摺田 大学院に行くつもりはなく、就活を考えていたのですが、3、4年生時代はコロナ禍で授業がオンラインになることが多くなりました。教授と実際に会って話す機会も難しい状況の中で、学びがとても物足りなく感じました。何かが身に付いたという実感がなく、この状態で就職してどうなるんだろうと漠然とした不安を覚えたことがきっかけでした。コロナ禍でマスクをつけた状態で音声がどのように変化するのかをテーマに研究していましたが、人を集めてデータを取ることも難しく、大学院で研究を続けながら学びたいなと思い進学を決めました。
久保 20年前、社会人2年目の頃に東京で大学院を受けたのですが、転職も重なり結局行けなかった過去がありました。私は子ども向け教材を手がけているのですが、香川大の教授に監修していただきました。その教授から創発科学研究科ができると聞いて「大学院に行きたかったんですよ」と話したら「受ければいいじゃない」と。「下の子が大きくなったら受けます」と話すと「多分大きくなっても受けないよ、今しかないよ」といわれ"ああ、私は学びたいことがあったんだ“と気がつきました。
角森 銀行に入行して約10年経った頃に、同じ組織の中でいると、無意識のうちに組織の考え方が染みついて新しい考え方ってなかなかできなくなっているのではと考えはじめたことがきっかけでした。銀行自体も融資だけでなくコンサルティング強化に取り組んでおり、企業の経営者様に対して適切なコンサルティング強化に取り組んでおり、企業の経営者様に対して適切なコンサルティングができるようになりたいと思っていた頃、地域マネジメント研究科の募集があり応募しました。
宮 私は学部時代の研究をより発展させたかったという探求心からです。また、将来農家の人たちのために役立つ研究職か技術職に就きたいという希望も、大学院進学への決め手でした。
興味のある分野をより極めるための学び
ーこれまでにどのような分野を学んでいますか。
摺田 私たちが第1期生ということもあり、まず自分の興味があることをやってみようと。メディア媒体の放送技術やマイク、音声に興味があり、コロナ禍でマスクをつけている中で、マスクが音声にどのような影響を与えているのかに興味を持ち、研究していました。創発科学研究科では工学や教育学の垣根を越えて学べるので、発声方法について学んでみてはとアドバイスしてもらい、エクスペリエンスアート&デザインというユニットで芸術(ボーカル)という選択科目も取っています。

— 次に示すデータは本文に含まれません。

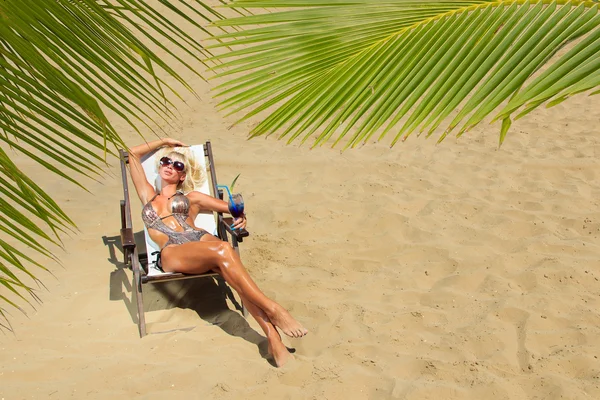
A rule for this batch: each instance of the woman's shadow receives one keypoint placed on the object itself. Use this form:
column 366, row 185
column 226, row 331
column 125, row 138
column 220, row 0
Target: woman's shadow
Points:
column 207, row 296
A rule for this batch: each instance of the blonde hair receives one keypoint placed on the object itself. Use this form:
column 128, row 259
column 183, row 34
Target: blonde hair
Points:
column 194, row 174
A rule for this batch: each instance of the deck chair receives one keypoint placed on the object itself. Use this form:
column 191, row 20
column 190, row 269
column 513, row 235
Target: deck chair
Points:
column 143, row 262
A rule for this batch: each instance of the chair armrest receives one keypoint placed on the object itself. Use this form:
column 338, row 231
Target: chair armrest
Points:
column 239, row 234
column 127, row 239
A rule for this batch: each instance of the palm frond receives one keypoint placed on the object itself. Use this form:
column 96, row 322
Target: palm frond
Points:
column 62, row 65
column 399, row 66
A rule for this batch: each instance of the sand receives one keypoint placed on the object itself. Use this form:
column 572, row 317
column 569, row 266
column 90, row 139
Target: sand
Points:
column 452, row 271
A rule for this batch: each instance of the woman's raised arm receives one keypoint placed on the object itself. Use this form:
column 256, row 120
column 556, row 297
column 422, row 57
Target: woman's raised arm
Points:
column 143, row 188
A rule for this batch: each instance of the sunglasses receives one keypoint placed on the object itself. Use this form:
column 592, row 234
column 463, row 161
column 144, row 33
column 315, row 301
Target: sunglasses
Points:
column 177, row 165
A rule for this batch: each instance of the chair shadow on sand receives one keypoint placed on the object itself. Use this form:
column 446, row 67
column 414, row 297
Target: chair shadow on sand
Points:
column 206, row 296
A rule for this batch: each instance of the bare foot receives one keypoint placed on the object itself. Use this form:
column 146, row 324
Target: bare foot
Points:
column 280, row 353
column 282, row 319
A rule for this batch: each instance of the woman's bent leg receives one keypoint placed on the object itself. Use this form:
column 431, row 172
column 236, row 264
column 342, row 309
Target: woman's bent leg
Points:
column 211, row 255
column 277, row 349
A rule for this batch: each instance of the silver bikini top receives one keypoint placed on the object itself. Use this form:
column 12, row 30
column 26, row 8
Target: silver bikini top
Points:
column 180, row 210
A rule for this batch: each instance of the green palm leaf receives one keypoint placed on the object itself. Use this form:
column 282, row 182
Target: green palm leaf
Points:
column 62, row 65
column 401, row 66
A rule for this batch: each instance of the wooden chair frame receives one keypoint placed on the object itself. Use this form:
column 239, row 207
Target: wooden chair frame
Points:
column 135, row 260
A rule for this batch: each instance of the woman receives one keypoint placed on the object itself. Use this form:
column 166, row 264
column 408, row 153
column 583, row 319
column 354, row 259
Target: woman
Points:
column 169, row 215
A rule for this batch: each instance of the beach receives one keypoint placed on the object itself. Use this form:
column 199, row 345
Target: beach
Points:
column 423, row 271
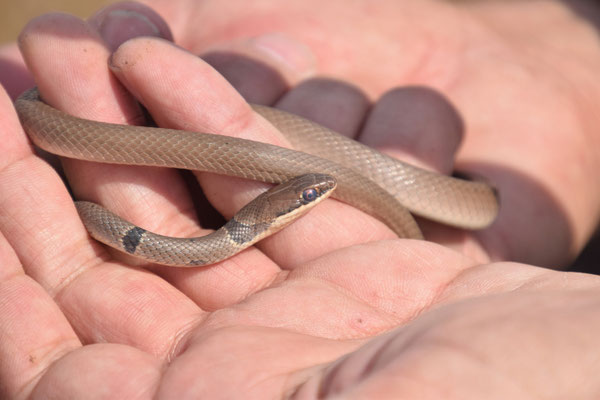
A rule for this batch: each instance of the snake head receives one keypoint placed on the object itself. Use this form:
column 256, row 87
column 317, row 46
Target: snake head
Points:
column 284, row 203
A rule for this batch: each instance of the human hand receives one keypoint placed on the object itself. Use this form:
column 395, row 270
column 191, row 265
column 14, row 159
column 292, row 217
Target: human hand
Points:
column 74, row 324
column 106, row 302
column 529, row 129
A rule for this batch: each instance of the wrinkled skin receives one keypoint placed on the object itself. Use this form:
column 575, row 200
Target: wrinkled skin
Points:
column 334, row 305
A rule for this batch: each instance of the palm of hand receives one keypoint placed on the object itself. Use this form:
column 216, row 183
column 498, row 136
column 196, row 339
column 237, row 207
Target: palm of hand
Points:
column 294, row 319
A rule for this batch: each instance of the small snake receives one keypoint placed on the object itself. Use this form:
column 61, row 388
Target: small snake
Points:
column 373, row 182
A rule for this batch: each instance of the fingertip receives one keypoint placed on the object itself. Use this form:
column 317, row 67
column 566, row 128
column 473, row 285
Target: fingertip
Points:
column 262, row 68
column 418, row 124
column 122, row 21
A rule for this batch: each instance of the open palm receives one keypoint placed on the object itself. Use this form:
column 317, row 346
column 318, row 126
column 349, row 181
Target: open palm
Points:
column 268, row 322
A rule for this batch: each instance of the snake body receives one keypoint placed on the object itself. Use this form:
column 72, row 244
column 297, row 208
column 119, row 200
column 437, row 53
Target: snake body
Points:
column 375, row 183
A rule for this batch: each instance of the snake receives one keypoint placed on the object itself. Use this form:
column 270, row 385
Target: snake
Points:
column 321, row 163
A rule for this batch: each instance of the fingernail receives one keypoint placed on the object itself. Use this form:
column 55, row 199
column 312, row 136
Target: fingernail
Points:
column 118, row 26
column 284, row 50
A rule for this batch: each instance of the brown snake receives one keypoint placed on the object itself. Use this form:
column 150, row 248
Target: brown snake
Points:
column 375, row 183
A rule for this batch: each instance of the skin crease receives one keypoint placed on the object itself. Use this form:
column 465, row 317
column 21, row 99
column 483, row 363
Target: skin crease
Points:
column 388, row 318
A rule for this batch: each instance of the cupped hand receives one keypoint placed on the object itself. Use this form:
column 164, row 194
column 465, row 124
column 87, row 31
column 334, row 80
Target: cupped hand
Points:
column 522, row 77
column 293, row 319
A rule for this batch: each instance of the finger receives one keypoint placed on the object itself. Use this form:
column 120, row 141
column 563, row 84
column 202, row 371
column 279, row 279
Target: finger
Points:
column 33, row 331
column 337, row 105
column 25, row 349
column 14, row 77
column 197, row 101
column 262, row 68
column 420, row 126
column 118, row 22
column 103, row 301
column 415, row 124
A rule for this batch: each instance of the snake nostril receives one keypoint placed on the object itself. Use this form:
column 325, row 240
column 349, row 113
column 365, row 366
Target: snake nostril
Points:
column 309, row 195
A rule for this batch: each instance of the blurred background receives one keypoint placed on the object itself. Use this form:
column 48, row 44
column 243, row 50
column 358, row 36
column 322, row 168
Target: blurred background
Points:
column 14, row 14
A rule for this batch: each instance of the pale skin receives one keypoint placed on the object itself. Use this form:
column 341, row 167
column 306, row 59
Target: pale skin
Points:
column 352, row 312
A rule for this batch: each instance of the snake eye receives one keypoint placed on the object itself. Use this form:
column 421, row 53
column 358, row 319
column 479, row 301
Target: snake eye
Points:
column 309, row 195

久保 子どもの頃から文字や数字に色が付いて見えていて、高校生の時、それが“共感覚”だと知りました。大学では共感覚に詳しい先生には巡り会えませんでしたが、東日本大震災をきっかけに起業し親子教室をはじめ、教材の監修を通じて香川大の先生と交流ができ、大学院で学んで研究したいと考えるようになりました。現在は子どもの運動や学習効率の上がる研究をしています。大学院で学んだことで教材も「主婦が作ったものじゃなくなったね」といわれます(笑)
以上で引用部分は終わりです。